In 2014, Michelle Carter encouraged her boyfriend Conrad Roy to take his own life. More recently, Inyoung You allegedly pressured Boston College student Alexander Urtula to kill himself.
In July 2019, state representative Natalie M. Higgins, (D-Worcester’s 4th district) and Senator Barry R. Finegold (D-Second Essex and Middlesex) filed the bill, known as Conrad’s Law, as the judicial committee was wrapping up its session.
“We want to make clear to the community at large that you can’t coerce someone into committing suicide,” Higgins said. “We’ve come a long way with addressing addiction. But there’s still no crack in the stigma around mental health. This bill opens the conversation. We hope to have a new generation that is not uncomfortable talking about mental health needs.”
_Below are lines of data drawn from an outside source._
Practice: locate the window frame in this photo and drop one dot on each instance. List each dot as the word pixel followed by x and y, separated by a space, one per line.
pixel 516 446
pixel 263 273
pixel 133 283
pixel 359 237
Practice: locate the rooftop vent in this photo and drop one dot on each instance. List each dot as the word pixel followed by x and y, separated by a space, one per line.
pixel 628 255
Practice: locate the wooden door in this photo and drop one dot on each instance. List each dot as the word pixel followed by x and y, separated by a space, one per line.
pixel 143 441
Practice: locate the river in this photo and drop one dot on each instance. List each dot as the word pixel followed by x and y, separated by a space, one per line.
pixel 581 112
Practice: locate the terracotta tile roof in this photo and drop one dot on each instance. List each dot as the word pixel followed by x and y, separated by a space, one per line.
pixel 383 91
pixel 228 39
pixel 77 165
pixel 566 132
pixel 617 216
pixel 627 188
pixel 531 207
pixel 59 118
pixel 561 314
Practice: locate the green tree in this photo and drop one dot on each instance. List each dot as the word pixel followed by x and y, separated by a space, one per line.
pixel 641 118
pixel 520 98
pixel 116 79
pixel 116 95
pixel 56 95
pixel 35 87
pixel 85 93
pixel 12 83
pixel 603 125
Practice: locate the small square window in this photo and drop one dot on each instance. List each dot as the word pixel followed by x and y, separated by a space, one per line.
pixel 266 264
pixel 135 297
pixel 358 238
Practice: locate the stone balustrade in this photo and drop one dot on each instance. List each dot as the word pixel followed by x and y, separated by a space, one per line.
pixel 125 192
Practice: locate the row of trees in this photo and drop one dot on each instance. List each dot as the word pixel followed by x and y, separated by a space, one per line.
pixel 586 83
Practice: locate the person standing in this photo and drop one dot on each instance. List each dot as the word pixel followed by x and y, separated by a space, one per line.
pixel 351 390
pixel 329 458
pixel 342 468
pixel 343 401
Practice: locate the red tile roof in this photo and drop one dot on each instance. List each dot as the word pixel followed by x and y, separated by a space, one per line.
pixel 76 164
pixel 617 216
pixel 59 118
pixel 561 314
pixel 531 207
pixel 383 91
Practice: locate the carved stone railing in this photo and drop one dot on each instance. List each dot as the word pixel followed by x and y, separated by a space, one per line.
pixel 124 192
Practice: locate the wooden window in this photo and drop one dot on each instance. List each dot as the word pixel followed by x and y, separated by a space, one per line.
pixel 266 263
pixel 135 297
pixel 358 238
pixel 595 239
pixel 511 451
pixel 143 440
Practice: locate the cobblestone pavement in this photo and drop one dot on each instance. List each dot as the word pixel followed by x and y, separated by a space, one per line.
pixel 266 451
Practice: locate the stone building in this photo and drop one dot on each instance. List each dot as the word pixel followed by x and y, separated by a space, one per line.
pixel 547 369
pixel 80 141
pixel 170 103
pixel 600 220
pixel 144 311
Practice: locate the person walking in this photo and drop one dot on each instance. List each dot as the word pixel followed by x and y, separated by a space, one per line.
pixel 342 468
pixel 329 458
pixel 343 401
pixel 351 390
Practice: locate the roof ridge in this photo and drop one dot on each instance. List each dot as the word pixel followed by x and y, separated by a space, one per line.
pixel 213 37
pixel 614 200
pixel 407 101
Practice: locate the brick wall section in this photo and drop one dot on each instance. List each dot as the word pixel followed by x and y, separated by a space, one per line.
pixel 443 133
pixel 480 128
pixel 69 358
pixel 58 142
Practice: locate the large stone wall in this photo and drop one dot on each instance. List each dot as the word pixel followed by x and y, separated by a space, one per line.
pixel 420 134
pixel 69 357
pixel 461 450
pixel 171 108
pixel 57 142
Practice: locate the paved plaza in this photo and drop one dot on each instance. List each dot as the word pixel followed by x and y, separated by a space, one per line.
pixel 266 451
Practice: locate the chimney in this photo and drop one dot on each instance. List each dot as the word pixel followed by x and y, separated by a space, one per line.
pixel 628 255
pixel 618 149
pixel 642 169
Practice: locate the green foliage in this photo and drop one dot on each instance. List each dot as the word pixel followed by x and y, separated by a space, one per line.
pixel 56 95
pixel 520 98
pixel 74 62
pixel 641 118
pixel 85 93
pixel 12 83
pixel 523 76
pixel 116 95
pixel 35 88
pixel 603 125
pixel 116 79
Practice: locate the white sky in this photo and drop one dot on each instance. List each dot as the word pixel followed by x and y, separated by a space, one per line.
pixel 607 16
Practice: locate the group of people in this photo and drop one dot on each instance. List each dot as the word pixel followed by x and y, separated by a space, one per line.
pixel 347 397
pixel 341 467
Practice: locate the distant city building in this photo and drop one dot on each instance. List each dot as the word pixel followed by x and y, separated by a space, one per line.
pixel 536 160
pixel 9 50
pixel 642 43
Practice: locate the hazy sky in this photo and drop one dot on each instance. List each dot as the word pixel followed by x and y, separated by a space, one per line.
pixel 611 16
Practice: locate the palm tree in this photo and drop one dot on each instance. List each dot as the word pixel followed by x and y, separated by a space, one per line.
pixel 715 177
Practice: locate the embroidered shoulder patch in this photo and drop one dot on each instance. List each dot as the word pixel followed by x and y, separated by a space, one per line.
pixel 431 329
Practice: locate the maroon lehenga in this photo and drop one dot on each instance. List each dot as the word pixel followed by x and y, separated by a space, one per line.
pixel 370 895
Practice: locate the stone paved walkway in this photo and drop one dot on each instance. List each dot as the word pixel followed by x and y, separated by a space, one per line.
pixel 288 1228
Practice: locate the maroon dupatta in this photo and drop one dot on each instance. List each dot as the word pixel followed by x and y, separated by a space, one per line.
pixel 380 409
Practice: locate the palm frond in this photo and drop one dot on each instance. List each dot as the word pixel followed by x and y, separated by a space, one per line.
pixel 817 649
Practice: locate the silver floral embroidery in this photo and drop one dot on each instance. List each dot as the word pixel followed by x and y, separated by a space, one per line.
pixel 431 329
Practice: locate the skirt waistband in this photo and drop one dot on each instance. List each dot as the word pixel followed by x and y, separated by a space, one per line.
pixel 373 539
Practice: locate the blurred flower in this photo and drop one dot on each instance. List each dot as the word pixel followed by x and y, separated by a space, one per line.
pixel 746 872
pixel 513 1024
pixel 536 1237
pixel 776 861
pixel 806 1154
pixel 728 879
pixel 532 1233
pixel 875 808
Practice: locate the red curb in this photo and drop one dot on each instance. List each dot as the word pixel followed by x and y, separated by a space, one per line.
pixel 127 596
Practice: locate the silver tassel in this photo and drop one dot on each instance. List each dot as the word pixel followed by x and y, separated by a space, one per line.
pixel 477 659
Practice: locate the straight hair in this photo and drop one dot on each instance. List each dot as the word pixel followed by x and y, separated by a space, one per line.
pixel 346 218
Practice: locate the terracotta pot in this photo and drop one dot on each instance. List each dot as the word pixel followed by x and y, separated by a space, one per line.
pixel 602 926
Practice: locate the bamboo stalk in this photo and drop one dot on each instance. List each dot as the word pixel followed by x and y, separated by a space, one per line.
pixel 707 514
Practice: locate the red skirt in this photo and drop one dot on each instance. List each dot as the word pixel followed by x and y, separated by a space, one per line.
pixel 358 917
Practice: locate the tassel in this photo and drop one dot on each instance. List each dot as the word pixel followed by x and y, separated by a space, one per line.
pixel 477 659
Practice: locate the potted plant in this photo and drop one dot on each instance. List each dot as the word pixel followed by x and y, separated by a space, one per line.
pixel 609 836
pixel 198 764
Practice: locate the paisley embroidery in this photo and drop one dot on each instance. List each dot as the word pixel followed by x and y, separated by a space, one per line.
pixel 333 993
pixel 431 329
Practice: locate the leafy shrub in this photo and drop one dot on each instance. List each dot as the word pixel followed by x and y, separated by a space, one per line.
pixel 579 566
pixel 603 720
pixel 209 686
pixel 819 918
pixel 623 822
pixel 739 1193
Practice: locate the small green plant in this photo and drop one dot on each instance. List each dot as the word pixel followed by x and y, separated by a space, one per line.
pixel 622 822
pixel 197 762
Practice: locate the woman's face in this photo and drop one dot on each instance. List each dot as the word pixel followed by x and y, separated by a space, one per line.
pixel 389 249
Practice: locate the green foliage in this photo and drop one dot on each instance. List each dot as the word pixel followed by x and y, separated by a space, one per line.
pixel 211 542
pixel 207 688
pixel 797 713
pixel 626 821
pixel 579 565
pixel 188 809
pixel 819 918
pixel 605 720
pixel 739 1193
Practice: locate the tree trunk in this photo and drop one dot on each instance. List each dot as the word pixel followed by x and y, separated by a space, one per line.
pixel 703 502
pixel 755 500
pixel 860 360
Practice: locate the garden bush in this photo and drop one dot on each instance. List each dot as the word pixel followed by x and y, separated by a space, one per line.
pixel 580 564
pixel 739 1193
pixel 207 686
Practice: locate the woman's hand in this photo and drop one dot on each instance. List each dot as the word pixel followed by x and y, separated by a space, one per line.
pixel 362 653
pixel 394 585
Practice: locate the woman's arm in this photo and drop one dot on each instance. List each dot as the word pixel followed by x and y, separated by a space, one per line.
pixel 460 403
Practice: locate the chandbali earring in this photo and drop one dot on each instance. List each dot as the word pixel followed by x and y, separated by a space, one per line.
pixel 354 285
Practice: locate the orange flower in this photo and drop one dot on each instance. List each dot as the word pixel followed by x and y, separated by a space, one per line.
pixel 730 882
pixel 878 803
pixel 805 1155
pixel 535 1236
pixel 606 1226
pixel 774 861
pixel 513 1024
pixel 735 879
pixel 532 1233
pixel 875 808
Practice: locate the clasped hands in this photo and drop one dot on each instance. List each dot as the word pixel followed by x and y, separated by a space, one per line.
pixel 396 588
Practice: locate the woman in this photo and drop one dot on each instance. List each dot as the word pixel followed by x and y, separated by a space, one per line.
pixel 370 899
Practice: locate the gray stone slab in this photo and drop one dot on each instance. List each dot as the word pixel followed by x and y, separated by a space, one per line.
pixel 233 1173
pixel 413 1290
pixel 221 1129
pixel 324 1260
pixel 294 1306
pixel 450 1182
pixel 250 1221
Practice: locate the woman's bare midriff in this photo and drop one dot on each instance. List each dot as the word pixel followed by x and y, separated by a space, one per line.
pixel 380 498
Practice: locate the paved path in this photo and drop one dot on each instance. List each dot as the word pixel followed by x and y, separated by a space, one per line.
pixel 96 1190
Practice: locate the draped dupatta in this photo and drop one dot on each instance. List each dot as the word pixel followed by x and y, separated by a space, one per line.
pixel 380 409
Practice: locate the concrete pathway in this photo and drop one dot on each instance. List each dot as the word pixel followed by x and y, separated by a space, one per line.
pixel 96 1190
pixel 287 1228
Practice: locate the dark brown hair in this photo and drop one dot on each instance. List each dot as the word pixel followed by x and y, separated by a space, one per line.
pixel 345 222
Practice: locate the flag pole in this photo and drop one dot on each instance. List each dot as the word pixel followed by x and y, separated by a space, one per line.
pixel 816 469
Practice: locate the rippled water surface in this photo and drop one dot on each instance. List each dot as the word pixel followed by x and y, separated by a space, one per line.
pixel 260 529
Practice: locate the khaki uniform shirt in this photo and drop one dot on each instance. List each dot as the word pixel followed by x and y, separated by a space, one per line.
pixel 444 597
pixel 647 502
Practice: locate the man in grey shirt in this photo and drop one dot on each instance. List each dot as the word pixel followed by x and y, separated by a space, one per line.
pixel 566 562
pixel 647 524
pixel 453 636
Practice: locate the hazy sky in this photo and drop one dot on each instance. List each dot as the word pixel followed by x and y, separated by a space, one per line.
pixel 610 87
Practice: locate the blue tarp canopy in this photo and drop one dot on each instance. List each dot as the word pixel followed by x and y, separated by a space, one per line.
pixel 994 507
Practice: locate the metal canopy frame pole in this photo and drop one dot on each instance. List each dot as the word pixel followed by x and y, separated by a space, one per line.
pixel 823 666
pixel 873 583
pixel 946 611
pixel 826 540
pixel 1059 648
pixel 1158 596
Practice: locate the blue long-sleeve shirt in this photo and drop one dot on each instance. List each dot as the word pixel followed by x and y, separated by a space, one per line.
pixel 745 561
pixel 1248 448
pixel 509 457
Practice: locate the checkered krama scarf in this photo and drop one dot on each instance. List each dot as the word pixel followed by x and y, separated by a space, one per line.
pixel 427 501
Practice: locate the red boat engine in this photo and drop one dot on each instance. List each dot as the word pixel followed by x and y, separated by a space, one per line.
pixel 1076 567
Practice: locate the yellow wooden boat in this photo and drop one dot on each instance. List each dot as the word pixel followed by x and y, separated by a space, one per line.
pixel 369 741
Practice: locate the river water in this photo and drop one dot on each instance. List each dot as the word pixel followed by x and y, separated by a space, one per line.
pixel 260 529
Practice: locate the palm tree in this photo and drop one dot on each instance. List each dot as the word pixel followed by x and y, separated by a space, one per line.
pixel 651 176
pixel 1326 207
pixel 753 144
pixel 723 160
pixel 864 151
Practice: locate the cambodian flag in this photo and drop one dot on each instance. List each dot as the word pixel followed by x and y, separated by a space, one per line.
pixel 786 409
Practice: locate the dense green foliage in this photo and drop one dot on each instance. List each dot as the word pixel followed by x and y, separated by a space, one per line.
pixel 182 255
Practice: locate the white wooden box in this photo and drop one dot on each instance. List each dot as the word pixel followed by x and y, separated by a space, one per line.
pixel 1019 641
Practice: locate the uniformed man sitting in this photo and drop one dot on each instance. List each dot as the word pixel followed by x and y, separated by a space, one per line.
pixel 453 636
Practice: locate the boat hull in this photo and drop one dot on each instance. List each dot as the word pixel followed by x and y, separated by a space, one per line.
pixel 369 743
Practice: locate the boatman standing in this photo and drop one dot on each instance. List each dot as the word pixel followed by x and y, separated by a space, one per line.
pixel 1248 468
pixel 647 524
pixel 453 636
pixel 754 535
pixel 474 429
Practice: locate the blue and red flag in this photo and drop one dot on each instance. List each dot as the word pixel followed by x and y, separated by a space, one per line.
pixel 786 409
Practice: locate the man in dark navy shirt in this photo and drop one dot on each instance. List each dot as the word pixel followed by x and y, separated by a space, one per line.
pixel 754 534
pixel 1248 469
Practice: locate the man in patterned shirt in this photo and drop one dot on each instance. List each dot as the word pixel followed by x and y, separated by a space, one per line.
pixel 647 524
The death of Urtula, the Boston College student, is adding to the sense of urgency to pass this bill. “This gap needs to be addressed,” said Higgins. “Manslaughter is not the right charge for this behavior. We need to criminalize this behavior, which rises above bullying and hurtful words.”
Higgins pointed out that when a loved one with a mental health crisis informs others of their struggles, they would expect to receive support and help.
“These two cases are completely opposite that. They were encouraged and helped with the means to commit suicide,” she said. “We need to help those with mental health who struggle find resources and connect them to people within the right systems.”
Although some groups have expressed concerns over violation of the right to free speech guaranteed by the First Amendment, Higgins reported that case law has already put the constitutionality of this law to the test. She pointed out that 42 other states already have similar legislation on their books.
Finegold also aims to reduce mental health stigma with this law.
“We are facing an epidemic of teen suicide in this country. While teen pregnancy rates are down and teen drunk driving rates are down, teen suicide has been skyrocketing for two decades. The Conrad Roy/Michelle Carter case showed us that Massachusetts is ill equipped to deal with cases of coerced suicide, and the most recent tragedy at Boston College emphasizes how badly Massachusetts needs to fill the clear gap in our laws,” he said.
“If passed, this bill would create a narrowly tailored law that fits the crime we have now seen in multiple cases involving our young people. That way, district attorneys wouldn’t have to overcharge with a crime that carries a 20-year maximum sentence, while at the same time sending a strong message to those who would coerce vulnerable people that it’s unacceptable behavior.”
MaryRose Mazzola, Senator Finegold’s chief of staff, reported that the Judicial Committee heard the bill on November 12. “The next step is they will delve deeper. The chair will poll the committee and either report favorably or call for more study,” she said.
“Representative Higgins and Senator Finegold are currently reaching out to colleagues and have more than 20 co-sponsors.”